Every other week, The Chronicle of Social Change will feature one key indicator from Kidsdata, which offers comprehensive data about the health and well being of children across California.
“Substantiation” occurs when an allegation of child abuse and/or neglect prompts an investigation, and investigators are convinced by the evidence that such an act has occurred.
The rate of substantiated child abuse and neglect cases has been declining in California, meaning that there are fewer cases of substantiated child abuse/neglect per every 1,000 children in the population.
For example, there were 12 substantiated cases of child abuse/neglect for every 1,000 kids in California under age 18 in 1998, but in 2012, there were 8.9.
The graph below shows you, for all the substantiated cases of abuse and neglect in California in 2012, how many involved children in various age groups.

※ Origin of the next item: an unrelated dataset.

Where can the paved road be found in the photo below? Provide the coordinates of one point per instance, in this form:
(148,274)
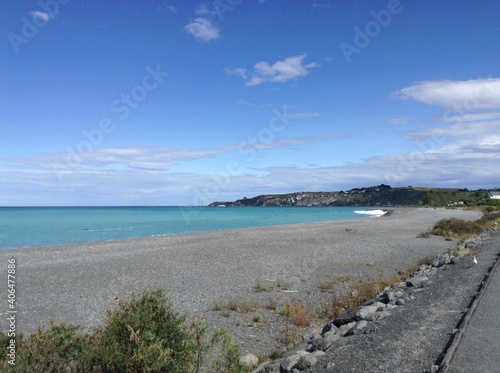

About a third of substantiated abuse and neglect in California involve children between one and five years old, with another 26 percent involving children between six and 10. The state’s age proportions among substantiated cases roughly reflect the national figures, although the Department of Health and Human Services uses different age groups.
Overall, rates of substantiated cases in the U.S. declined in 2010 and 2011, as did the total number of substantiated cases. Interestingly, the number of children involved in abuse and neglect investigations increased in 2011, up to 3,019,610 from 2,960,292 in 2010.